‘Tax landlords to pay for social care’

Extra funding for social care could have been raised through taxing landlords, Labour Leader Sir Keir Starmer MP has said. 

Speaking at the LGA Labour Leaders’ Summit, he said the Government’s plans to raise National Insurance on employees and employers to pay for the NHS backlog and social care were “unfair” and “poorly thought through”. 

Instead, the money could have been raised by taxing the incomes of landlords, and those who buy and sell large quantities of financial assets, stocks and shares. 
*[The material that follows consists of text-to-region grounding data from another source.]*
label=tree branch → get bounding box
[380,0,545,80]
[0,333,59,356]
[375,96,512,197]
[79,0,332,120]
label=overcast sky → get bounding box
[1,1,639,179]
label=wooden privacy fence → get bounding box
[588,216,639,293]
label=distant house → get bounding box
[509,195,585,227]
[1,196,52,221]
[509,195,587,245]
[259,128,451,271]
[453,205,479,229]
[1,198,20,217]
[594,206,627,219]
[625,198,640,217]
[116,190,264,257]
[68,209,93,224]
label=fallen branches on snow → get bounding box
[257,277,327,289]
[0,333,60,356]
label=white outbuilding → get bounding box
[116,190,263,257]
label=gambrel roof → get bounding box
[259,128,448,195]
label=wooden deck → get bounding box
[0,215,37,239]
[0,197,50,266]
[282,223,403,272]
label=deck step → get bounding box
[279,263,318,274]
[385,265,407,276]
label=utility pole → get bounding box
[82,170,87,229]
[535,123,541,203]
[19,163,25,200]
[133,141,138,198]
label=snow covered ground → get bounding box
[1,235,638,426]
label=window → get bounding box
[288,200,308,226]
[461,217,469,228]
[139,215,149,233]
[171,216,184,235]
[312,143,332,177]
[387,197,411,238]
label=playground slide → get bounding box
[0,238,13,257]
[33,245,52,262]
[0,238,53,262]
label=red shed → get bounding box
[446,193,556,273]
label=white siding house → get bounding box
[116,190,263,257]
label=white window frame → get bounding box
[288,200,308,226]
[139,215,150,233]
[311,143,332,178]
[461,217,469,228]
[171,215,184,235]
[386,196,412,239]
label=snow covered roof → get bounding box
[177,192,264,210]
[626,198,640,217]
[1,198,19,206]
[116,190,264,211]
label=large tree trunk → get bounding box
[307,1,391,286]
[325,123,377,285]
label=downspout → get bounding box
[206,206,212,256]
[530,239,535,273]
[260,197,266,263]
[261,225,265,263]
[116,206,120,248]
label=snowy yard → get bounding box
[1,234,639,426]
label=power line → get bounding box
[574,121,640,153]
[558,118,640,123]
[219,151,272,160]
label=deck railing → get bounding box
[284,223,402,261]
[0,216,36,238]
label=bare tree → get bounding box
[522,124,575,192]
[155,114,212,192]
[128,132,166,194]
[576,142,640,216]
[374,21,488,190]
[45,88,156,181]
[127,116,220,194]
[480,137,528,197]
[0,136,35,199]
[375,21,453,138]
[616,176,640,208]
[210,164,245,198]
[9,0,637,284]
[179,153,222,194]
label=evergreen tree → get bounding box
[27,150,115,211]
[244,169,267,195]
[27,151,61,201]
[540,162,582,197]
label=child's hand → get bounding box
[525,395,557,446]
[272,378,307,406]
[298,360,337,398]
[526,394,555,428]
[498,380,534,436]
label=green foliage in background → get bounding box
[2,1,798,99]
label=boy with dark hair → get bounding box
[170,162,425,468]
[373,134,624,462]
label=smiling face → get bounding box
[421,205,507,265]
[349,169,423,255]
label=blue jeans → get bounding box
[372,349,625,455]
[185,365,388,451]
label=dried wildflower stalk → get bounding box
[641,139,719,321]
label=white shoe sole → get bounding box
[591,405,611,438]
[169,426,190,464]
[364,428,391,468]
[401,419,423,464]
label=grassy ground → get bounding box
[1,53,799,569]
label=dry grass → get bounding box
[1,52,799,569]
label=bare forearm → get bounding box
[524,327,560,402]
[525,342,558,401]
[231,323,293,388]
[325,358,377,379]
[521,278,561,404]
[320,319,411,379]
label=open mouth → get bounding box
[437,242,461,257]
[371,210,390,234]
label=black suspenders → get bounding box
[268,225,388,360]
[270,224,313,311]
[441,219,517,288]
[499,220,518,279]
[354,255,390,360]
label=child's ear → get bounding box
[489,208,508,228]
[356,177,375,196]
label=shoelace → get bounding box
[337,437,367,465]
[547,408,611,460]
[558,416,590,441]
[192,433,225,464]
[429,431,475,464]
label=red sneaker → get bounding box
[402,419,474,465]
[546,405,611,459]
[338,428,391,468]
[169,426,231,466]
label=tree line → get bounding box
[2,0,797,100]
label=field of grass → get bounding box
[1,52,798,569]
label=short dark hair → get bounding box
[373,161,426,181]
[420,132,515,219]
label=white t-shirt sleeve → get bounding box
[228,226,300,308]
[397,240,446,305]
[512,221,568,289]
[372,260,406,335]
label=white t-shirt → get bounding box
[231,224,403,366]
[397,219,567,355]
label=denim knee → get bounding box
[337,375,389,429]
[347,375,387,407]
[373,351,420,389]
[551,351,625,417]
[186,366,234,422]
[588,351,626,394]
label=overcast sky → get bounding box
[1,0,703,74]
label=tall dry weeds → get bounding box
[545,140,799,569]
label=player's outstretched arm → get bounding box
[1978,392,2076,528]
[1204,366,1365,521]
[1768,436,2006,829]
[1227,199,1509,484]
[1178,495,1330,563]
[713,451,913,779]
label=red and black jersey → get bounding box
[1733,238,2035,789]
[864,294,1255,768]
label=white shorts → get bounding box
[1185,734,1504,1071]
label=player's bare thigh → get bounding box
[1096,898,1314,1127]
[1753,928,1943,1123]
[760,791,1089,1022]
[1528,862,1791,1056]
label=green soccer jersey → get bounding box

Under the Government’s plans, there will be a 1.25 percentage point rise in National Insurance from next April for workers and employers, meaning that someone earning £30,000 will pay an extra £255 a year, while someone on a £50,000 salary will pay £505. 

Sir Keir said: “Working people will pay more tax now, but might still have to sell their home to pay even more later.”

The Government’s plans would leave “a private landlord, renting out multiple properties, not paying a penny more in tax, and their hard-working tenants to pick up the burden”. 

Sir Keir warned that the plans would not provide any money for councils in the short term and would force them to put up council tax to meet demand. 

Labour would instead introduce a principle of “home first” care, shifting the focus to prevention and early intervention, and introduce a “new deal” for care workers, he said.